The first is that Putin paid no price for the Russian invasion of Georgia in 2008. And he has paid no price for the virtual annexation of the Georgian provinces of South Ossetia and Abkhazia.
Nearly one-fifth of Georgia still sits under Russian occupation, and the Russian military set up permanent bases in violation of the cease-fire agreement. But Western capitals, including Washington, have acted as though there was never an invasion of a fellow democracy at all.
In short, why wouldn’t Putin think slicing off part of Ukraine was a relatively cost-free exercise?
The second lesson is that, as important as the European Union’s “soft” power tools of trade and diplomacy have been in helping stabilize Central and Eastern Europe in the post-Cold War era, that has been accomplished in conjunction with, and more often than not in the wake of, the “hard” security guarantees provided by NATO expansion.

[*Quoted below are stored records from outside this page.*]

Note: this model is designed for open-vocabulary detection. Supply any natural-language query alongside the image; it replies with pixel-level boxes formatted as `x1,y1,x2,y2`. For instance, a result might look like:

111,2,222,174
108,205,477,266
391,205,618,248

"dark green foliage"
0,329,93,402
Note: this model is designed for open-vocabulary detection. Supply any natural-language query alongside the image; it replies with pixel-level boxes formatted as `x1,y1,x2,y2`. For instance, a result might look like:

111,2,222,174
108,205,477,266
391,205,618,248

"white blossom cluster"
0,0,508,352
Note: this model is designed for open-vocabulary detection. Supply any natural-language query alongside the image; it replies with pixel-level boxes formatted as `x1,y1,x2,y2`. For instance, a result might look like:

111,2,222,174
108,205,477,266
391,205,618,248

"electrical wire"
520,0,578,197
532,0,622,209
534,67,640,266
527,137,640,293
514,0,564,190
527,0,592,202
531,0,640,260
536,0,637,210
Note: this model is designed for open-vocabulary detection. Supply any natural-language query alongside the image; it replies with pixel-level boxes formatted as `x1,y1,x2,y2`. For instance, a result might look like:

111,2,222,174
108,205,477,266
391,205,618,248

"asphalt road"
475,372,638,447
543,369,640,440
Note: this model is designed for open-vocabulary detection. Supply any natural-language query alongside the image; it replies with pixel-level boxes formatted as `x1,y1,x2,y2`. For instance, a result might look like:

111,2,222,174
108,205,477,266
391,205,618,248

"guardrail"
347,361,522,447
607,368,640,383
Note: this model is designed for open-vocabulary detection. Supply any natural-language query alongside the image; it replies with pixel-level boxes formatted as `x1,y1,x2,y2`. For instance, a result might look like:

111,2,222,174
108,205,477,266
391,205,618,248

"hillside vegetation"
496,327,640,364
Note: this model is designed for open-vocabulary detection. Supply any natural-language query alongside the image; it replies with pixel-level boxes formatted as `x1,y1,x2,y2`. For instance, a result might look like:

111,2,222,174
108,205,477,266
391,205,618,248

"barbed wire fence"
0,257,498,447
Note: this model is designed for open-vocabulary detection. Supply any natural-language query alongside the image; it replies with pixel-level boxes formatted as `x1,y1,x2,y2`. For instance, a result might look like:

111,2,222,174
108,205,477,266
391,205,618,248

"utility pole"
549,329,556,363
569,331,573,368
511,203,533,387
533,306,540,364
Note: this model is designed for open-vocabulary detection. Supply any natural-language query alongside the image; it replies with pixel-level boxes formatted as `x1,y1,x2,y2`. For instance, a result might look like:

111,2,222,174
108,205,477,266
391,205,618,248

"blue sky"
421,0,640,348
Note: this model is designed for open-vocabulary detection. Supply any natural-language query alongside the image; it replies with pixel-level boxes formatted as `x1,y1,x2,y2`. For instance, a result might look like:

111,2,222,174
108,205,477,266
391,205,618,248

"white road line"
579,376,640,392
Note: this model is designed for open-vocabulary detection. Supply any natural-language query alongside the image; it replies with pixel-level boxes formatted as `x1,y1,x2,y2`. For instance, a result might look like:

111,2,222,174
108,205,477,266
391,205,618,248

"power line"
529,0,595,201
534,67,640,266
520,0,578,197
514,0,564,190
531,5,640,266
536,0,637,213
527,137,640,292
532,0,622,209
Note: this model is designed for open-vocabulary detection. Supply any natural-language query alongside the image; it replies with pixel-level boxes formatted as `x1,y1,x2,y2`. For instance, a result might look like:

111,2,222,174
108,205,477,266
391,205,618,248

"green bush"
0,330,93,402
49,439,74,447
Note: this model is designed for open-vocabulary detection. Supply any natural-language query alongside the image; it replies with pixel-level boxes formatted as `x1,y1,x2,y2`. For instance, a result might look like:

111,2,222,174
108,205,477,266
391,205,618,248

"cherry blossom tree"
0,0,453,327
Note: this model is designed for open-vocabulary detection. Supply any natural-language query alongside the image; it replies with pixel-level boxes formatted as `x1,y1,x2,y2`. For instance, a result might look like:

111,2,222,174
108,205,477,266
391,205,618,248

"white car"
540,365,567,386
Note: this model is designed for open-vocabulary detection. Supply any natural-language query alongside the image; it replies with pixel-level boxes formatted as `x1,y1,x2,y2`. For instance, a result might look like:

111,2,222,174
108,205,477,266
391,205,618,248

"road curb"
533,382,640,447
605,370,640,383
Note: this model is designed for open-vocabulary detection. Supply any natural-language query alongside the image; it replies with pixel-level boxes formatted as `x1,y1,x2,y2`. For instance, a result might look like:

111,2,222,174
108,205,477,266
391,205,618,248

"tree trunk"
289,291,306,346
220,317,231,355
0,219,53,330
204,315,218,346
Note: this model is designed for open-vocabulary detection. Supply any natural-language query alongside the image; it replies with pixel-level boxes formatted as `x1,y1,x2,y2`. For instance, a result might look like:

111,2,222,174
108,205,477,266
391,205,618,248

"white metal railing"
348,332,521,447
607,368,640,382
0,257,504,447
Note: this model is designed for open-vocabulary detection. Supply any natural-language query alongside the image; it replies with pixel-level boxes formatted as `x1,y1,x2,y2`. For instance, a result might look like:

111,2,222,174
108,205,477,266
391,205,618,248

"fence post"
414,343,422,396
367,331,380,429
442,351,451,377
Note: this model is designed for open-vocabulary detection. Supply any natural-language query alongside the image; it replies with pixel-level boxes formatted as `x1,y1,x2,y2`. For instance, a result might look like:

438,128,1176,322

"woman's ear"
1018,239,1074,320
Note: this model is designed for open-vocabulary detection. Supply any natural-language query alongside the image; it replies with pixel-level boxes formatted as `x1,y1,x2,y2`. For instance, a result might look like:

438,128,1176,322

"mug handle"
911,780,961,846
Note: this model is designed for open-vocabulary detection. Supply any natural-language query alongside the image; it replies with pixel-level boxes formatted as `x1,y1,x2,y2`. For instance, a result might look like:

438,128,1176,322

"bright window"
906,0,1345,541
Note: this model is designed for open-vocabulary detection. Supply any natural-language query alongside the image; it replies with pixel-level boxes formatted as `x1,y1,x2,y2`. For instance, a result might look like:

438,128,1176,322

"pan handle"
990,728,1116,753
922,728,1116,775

Arguably, the current crisis had its start with the EU offering a free-trade agreement with Ukraine, which Kiev was about to sign until Moscow stepped in with billions to buy off the government and its officials. This is not to say that the EU’s wooing of Ukraine was wrong; quite the opposite. But it is a useful reminder that efforts to create a Europe “whole and free” absent the assistance of the transatlantic alliance is a far iffier proposition.
To paraphrase Josef Stalin’s famous remark to Winston Churchill when the British prime minister cautioned the Soviet leader about not ignoring the Vatican when it came to the postwar settlement of Eastern Europe, “How many divisions does Brussels have?”
The third lesson is that there is no getting around the character of the Putin government in trying to “reset” relations. President Obama came into office wanting to focus on domestic affairs. This meant not only ending the wars America was in but also creating a less troublesome set of relations with China and Russia.
The president and his advisors hoped there would be a sufficient number of overlapping interests so that other disagreements could be put aside, even if not solved. However, the problem with this strategy has always been that whatever common interests there might be — for example, in reaching an arms control agreement — the greater and overriding priority for Putin was always reclaiming Russia’s great-power status. In other words, Washington and Moscow were never truly on the same page when it came to the reset of U.S.-Russian relations.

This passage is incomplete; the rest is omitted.